Ce que signifie réellement « gagner de l’argent sur FIFA »
Dans Ultimate Team, les coins, les cartes et les points permettent de composer une équipe virtuelle ou d’ouvrir des contenus dans le jeu. Ils ne constituent pas un portefeuille financier. Les coins sont gagnés en jouant, en réalisant des objectifs ou en vendant des éléments sur le marché interne ; ils restent liés à l’écosystème de l’éditeur. Les points, eux, sont généralement achetés avec de l’argent réel, mais ne sont pas remboursables ni convertibles en espèces.
Vendre des crédits, des joueurs virtuels ou un compte à un tiers paraît séduisant sur le papier. En pratique, cette activité contrevient habituellement aux conditions d’utilisation du jeu et peut entraîner la suppression de coins, la suspension du marché des transferts, voire la fermeture du compte. Elle comporte aussi des risques de vol d’identifiants, de rétrofacturation frauduleuse et d’arnaque. Une « méthode de cash-out FUT » n’est donc pas une source de revenu fiable ni légitime.

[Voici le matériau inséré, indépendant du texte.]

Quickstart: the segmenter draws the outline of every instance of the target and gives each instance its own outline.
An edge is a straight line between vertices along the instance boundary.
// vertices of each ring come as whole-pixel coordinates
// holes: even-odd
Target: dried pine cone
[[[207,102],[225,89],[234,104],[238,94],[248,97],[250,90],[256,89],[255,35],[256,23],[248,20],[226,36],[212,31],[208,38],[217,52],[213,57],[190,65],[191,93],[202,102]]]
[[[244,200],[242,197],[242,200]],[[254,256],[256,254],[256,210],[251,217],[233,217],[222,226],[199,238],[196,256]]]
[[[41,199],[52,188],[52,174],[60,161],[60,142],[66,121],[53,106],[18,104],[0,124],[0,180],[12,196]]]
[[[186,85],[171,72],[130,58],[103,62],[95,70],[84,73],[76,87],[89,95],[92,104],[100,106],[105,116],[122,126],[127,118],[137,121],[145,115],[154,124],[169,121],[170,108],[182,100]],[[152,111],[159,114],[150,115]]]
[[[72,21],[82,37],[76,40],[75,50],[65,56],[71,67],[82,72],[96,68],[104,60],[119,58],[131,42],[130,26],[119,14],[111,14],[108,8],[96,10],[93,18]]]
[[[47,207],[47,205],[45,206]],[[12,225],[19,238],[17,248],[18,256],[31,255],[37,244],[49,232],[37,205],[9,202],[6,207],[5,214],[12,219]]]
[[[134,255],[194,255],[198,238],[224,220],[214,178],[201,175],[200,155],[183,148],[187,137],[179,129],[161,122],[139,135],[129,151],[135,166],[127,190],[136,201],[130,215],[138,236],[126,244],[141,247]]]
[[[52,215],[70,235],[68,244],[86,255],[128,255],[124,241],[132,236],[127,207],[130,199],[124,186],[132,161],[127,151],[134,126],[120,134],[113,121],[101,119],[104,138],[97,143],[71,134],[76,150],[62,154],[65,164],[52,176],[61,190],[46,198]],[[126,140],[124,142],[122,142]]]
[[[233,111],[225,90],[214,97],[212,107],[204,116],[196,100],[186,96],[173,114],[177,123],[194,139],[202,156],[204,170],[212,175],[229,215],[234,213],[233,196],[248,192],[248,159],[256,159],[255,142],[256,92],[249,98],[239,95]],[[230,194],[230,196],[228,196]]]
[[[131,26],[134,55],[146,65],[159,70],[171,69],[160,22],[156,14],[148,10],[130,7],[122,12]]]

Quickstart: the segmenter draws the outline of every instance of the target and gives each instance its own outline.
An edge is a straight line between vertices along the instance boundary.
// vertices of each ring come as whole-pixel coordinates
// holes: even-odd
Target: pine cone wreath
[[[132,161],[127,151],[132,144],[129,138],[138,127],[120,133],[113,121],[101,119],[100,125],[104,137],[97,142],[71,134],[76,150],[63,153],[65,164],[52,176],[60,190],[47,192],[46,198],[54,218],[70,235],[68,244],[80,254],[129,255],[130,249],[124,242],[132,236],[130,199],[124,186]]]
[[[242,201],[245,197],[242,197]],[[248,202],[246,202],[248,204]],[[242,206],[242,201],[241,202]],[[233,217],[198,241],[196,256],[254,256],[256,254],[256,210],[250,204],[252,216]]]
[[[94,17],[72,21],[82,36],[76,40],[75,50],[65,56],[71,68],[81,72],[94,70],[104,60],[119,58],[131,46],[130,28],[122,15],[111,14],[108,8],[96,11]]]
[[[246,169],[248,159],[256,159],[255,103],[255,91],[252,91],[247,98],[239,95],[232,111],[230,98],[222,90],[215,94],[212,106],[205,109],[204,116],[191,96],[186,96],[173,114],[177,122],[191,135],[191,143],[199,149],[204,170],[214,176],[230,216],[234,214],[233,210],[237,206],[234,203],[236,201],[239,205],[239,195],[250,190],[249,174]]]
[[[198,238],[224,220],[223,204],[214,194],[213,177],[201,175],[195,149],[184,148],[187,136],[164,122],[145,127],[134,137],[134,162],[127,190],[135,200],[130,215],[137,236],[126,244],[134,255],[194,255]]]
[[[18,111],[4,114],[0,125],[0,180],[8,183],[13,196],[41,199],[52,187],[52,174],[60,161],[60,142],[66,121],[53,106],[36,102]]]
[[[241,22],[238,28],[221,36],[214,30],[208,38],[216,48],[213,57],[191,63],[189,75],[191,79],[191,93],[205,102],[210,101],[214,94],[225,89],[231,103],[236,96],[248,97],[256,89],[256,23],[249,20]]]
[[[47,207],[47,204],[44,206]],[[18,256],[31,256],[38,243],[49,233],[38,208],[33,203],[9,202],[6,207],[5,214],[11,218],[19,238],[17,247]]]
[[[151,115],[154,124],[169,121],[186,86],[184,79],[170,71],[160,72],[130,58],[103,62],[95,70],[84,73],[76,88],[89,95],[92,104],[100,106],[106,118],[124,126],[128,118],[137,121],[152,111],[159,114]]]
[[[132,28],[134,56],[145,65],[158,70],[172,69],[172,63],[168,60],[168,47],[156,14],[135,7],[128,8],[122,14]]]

Les quatre voies légitimes pour monétiser son niveau
Chaque modèle exige des compétences différentes. Le joueur très performant n’est pas automatiquement un bon créateur, et un excellent pédagogue n’a pas besoin de figurer parmi l’élite mondiale. Le bon choix dépend de votre niveau, de votre disponibilité, de votre aisance à l’oral et de votre capacité à tenir un rythme sur plusieurs mois.
| Voie | Comment le revenu est généré | Niveau ou prérequis | Potentiel et limites |
|---|---|---|---|
| Tournois et e-sport | Prix, dotations ou contrats lorsque la compétition le prévoit | Niveau élite, régularité, éligibilité au règlement | Potentiel ponctuellement élevé, mais très peu de joueurs atteignent les places payées |
| Création de contenu | Publicité, abonnements, dons, affiliation transparente, partenariats | Ligne éditoriale, régularité, montage ou direct | Progression lente ; les revenus dépendent surtout de l’audience fidèle |
| Coaching | Séances individuelles, analyses de matchs, guides ou ateliers | Résultats démontrables et pédagogie | Accessible à partir d’un bon niveau ; réputation indispensable |
| Prestations et médias | Rédaction, commentaires, montage, gestion de communauté, événements | Compétences complémentaires au jeu | Revenus plus prévisibles, mais il faut trouver des clients ou collaborateurs |
La compétition : le chemin le plus exigeant
Les compétitions officielles, les circuits organisés par des structures reconnues et certains événements locaux peuvent proposer des dotations. Lisez toujours le règlement avant de vous inscrire : âge minimum, pays de résidence, plateforme admise, format, règles de connexion, comportement attendu et conditions de versement du prix. Un tournoi affichant une récompense n’est pas nécessairement ouvert à tous les territoires ni compatible avec le statut d’un joueur mineur.
Concentrez-vous d’abord sur des indicateurs concrets : résultats constants dans les modes compétitifs, capacité à analyser vos défaites, maîtrise de plusieurs systèmes tactiques et sang-froid sous pression. Les classements d’une seule semaine ne suffisent pas. Pour être crédible auprès d’une équipe ou d’un organisateur, il faut démontrer une performance reproductible et respecter une discipline de préparation.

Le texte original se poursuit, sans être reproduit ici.